If there’s a down to be found in the opening, it’s that it is a bit silly that Travolta’s gang all just… swim away from being surrounded by the FBI, like they are suddenly part mermaid or something. But aside from that, you’ve got efficiency of storytelling and the establishment of who most of the integral players are. It’s a solid beginning to the film.

-The plot centers around the utter lack of competency shown by Travolta’s character’s brother, Sean, and it makes you wonder how this guy has ever assisted in pulling off a job before. He is complete clown shoes from the word go. He has no backup plan. His base plan has a multitude of holes. He is shown to trust a friend who should have been untrustworthy. And he has his gun taken away by the bank manager. Sean is just the absolute pits in this flick and exists solely to present obstacles to Travolta.
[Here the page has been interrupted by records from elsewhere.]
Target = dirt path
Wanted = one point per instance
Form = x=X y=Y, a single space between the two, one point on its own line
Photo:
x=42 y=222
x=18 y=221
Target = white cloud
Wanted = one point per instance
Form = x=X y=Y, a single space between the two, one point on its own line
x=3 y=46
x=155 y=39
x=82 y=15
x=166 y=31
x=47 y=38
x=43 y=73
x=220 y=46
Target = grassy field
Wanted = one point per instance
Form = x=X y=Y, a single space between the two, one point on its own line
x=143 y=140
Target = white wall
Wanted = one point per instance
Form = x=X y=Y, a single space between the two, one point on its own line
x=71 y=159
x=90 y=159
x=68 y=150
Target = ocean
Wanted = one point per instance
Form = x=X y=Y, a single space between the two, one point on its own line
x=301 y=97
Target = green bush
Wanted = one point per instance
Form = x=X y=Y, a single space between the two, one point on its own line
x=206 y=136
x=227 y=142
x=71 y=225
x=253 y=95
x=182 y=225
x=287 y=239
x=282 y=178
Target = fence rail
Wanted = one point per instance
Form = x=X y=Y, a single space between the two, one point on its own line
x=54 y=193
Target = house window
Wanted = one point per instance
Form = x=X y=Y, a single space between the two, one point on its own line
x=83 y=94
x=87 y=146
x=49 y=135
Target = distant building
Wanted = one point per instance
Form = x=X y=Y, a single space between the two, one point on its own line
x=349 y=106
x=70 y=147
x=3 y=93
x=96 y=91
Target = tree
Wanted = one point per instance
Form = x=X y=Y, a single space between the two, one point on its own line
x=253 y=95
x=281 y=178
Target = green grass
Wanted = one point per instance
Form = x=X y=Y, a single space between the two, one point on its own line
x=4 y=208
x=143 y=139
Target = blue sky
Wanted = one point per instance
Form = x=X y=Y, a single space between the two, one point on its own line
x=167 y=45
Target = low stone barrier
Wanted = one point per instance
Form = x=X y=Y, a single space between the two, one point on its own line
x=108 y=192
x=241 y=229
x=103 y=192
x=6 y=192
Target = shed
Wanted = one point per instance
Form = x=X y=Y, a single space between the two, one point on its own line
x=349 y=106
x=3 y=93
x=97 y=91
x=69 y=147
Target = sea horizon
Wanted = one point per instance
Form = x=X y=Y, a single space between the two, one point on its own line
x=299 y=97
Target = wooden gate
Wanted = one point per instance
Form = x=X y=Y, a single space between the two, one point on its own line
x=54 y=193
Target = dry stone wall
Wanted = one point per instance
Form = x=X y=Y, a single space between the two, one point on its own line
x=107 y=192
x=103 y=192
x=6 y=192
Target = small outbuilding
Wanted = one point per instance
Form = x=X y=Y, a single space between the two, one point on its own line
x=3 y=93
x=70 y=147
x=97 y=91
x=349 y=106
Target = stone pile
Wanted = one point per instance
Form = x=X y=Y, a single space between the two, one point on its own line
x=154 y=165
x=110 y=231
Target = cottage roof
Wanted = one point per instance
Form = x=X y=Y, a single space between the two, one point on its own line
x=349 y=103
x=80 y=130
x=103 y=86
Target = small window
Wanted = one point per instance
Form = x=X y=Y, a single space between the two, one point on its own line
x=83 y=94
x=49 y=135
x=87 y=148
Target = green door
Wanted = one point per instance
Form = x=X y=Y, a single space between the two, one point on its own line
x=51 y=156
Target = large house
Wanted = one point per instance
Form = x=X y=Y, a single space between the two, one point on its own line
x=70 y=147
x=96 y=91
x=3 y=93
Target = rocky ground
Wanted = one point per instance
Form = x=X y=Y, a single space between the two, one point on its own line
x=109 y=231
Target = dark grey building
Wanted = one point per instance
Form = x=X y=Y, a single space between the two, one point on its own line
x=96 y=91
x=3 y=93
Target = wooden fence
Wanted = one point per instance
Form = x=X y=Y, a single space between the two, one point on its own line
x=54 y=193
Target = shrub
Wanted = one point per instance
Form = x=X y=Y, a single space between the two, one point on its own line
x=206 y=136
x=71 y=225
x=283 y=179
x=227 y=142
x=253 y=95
It’s fine to have a character screw up and create problems for the fellow protagonists, but Sean is working overtime in this role in Cash Out. We are supposed to be watching a team of elite level criminals who have been unstoppable for years, but the second Sean is in charge of anything, everything goes to pot for them. It’s just not believable that he was ever a useful member of the team, and it feels like plot-driven idiocy to keep the story going.

-Have you ever watched a movie and thought something along the lines of “Wow, this is just a worse version of something else I really enjoy”? Cash Out plays as a much weaker version of Spike Lee’s Inside Man. You’ve got the playful dynamic between negotiator and criminal. The late introduction of a wealthy-yet-evil bank customer of whom the protagonists are out to reveal the secrets. The person who represents that shady antagonist in the dealings with the negotiator and the bank robbers. It’s all there, even if just in pieces or parts.

I guess this is a weaker version of many heist flicks, but it really had me thinking about Inside Man in particular. And given that I have that movie as no less than a 5 out of 5, unless you are REALLY bringing it, you as a movie probably don’t want to remind viewers of a substantially better film. It doesn’t end well for you. In this case, it made me want to turn off Cash Out and watch Denzel and Clive Owen.


Cash Out is a perfectly adequate movie. It’s shot well, and the scenes and settings all look really good. The acting is fine, more-or-less. Davis and Travolta don’t have the best chemistry, but it’s not wildly lacking, either. It’s nothing brand new, but it’s not really trying to be, either. At ninety minutes, it’s a perfectly acceptable watch, but I doubt anyone’s world is going to be set on fire by it, either. I just wish it made me feel something–anything–other than that it was a mostly okay way to kill an hour and a half.